HR3 had bundled in it the assumption that women who have sex forsake their right to life, because of the amendment that allows anti-choice hospitals to refuse to save a pregnant woman's life if doing so would kill the fetus.  The only possible reason they can imagine for keeping a pregnant woman alive is to make sure she has the baby---if you're not going to have a baby, you might as well die, too.  When you had sex, any value you had as a human being in your own right evaporated, and your only role now is a baby carrier.

Source: Pandagon

In their mindset an entirely non-erotic desire for pregnancy is the only conceivable and indeed the only tolerable reason a woman may ever consent to sex. A woman who seeks emergency contraception or an abortion after sex, or one who wants contraception before sex, is by-definition not interested in becoming pregnant. And that, my dears, is both inconceivable and intolerable. They'd literally rather see women dead.

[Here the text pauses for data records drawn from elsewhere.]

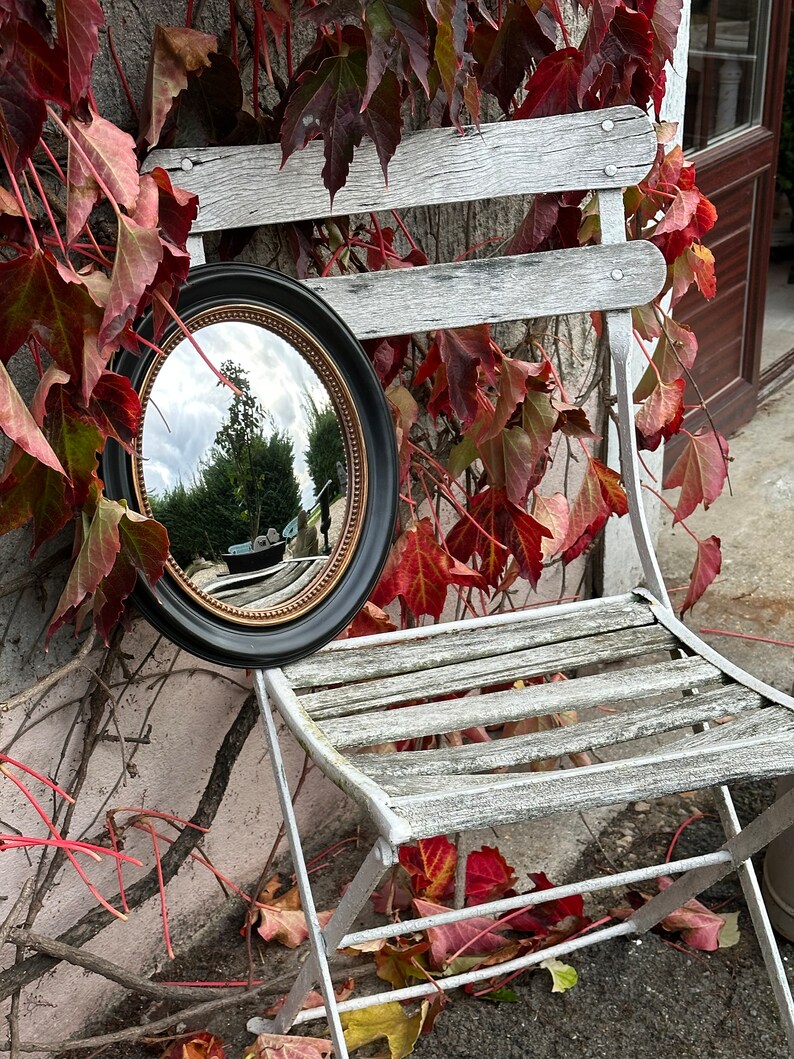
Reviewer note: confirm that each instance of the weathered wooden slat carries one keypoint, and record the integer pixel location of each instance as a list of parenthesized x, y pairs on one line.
[(500, 668), (454, 644), (765, 722), (495, 289), (574, 738), (485, 801), (238, 186), (499, 707)]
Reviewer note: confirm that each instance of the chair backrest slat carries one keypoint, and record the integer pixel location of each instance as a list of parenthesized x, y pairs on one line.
[(582, 280), (240, 186)]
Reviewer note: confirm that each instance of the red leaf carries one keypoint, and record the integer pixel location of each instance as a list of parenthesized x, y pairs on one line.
[(176, 52), (601, 14), (695, 265), (139, 251), (31, 490), (76, 440), (112, 155), (94, 560), (36, 300), (18, 424), (115, 409), (196, 1045), (588, 515), (488, 876), (675, 352), (662, 414), (462, 349), (447, 939), (554, 514), (370, 621), (700, 470), (281, 1046), (177, 209), (420, 571), (22, 115), (554, 87), (327, 103), (495, 528), (600, 496), (431, 865), (666, 19), (144, 549), (283, 920), (78, 23), (707, 566)]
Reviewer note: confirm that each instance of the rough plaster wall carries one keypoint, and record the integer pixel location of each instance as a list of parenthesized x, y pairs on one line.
[(194, 710)]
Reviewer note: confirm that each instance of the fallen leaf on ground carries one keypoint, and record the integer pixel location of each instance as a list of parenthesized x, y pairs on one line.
[(388, 1021), (280, 1046), (201, 1045), (563, 976)]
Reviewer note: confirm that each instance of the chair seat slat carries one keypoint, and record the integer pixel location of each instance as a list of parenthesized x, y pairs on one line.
[(495, 289), (240, 186), (500, 668), (499, 707), (485, 801), (454, 644), (572, 739)]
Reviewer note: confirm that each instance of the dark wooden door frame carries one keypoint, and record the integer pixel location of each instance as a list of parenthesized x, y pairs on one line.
[(750, 156)]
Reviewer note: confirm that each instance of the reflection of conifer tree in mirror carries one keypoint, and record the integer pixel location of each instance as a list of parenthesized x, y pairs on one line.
[(259, 460), (326, 448)]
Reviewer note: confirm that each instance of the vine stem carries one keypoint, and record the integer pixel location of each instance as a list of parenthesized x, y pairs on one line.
[(36, 805), (91, 167), (19, 197), (180, 323), (671, 509)]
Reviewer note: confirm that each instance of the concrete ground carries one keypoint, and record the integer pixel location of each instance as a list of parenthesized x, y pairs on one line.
[(643, 999)]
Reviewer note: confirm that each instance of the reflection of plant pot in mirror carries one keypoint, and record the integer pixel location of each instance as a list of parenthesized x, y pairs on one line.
[(240, 448)]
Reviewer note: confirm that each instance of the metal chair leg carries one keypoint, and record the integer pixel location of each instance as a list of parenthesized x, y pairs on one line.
[(758, 914), (381, 857), (319, 954), (742, 843)]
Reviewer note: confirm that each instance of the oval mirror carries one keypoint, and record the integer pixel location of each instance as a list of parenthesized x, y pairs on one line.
[(267, 451)]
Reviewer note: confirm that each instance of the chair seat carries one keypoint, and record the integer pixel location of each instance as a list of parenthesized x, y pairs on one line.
[(630, 671)]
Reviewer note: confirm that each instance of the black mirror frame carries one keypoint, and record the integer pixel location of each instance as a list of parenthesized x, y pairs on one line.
[(169, 607)]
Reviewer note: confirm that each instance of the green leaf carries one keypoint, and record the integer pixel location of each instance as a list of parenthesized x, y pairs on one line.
[(389, 1021), (176, 52), (503, 995), (328, 103), (563, 976), (112, 155), (17, 424), (36, 299), (31, 490), (139, 251), (729, 934)]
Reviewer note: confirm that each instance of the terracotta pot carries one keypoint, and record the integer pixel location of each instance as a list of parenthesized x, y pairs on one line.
[(778, 876)]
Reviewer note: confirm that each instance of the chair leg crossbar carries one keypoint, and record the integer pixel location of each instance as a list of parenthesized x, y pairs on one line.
[(695, 876)]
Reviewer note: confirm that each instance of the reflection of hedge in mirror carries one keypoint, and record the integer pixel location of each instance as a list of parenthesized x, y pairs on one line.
[(326, 448), (260, 467), (202, 518)]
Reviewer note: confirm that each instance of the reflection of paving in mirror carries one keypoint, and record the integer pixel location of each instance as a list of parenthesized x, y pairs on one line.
[(251, 485)]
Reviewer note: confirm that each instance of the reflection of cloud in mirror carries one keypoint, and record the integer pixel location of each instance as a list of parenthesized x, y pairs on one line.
[(188, 406)]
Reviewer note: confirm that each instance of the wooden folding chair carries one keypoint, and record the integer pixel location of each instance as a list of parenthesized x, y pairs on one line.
[(337, 701)]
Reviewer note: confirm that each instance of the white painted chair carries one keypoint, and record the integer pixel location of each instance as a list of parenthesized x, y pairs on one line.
[(335, 702)]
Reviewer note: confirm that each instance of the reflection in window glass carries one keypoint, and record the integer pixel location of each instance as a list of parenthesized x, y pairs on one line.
[(727, 59)]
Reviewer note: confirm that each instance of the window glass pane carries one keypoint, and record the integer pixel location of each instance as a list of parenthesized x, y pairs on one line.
[(727, 65)]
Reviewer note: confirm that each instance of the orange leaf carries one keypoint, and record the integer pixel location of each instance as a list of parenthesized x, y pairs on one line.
[(431, 864)]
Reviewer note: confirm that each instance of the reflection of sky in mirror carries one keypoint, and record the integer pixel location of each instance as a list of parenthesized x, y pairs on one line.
[(188, 406)]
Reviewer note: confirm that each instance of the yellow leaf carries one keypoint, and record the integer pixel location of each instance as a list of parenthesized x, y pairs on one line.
[(388, 1020)]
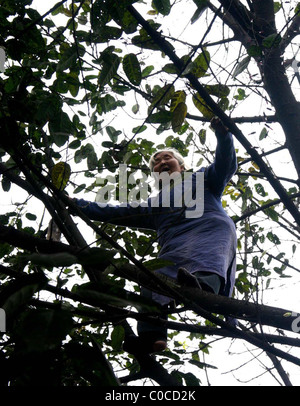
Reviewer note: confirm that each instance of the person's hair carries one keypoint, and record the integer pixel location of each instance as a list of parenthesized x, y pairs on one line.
[(173, 151)]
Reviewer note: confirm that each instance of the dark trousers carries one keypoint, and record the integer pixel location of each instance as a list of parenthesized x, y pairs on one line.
[(209, 282)]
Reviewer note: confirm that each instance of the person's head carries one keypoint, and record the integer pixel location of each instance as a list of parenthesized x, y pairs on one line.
[(167, 160)]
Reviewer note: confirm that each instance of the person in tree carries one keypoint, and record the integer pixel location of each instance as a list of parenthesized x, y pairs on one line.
[(199, 240)]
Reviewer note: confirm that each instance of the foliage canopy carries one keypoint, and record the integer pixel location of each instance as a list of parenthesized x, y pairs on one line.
[(91, 84)]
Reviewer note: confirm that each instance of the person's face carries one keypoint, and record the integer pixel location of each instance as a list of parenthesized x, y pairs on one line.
[(165, 162)]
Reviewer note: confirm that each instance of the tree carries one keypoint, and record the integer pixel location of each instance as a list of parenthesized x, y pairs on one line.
[(76, 81)]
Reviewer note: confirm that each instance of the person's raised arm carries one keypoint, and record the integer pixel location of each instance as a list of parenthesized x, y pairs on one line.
[(123, 215), (225, 164)]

It's worth noting that their assumptions about women and sexual desire helps explain why they're so committed to "helping" women have their rapist's babies: as far as they're concerned sex for women is always against their will, so for them having a rapist's baby should be absolutely the same to a woman as having her husband's. I mean, yes, yes, the the woman's father or husband and his family might have problems with the genealogy of the resulting baby, but any pregnancy being a pregnancy, inside their mindset that shouldn't worry the woman's pretty little head in the least.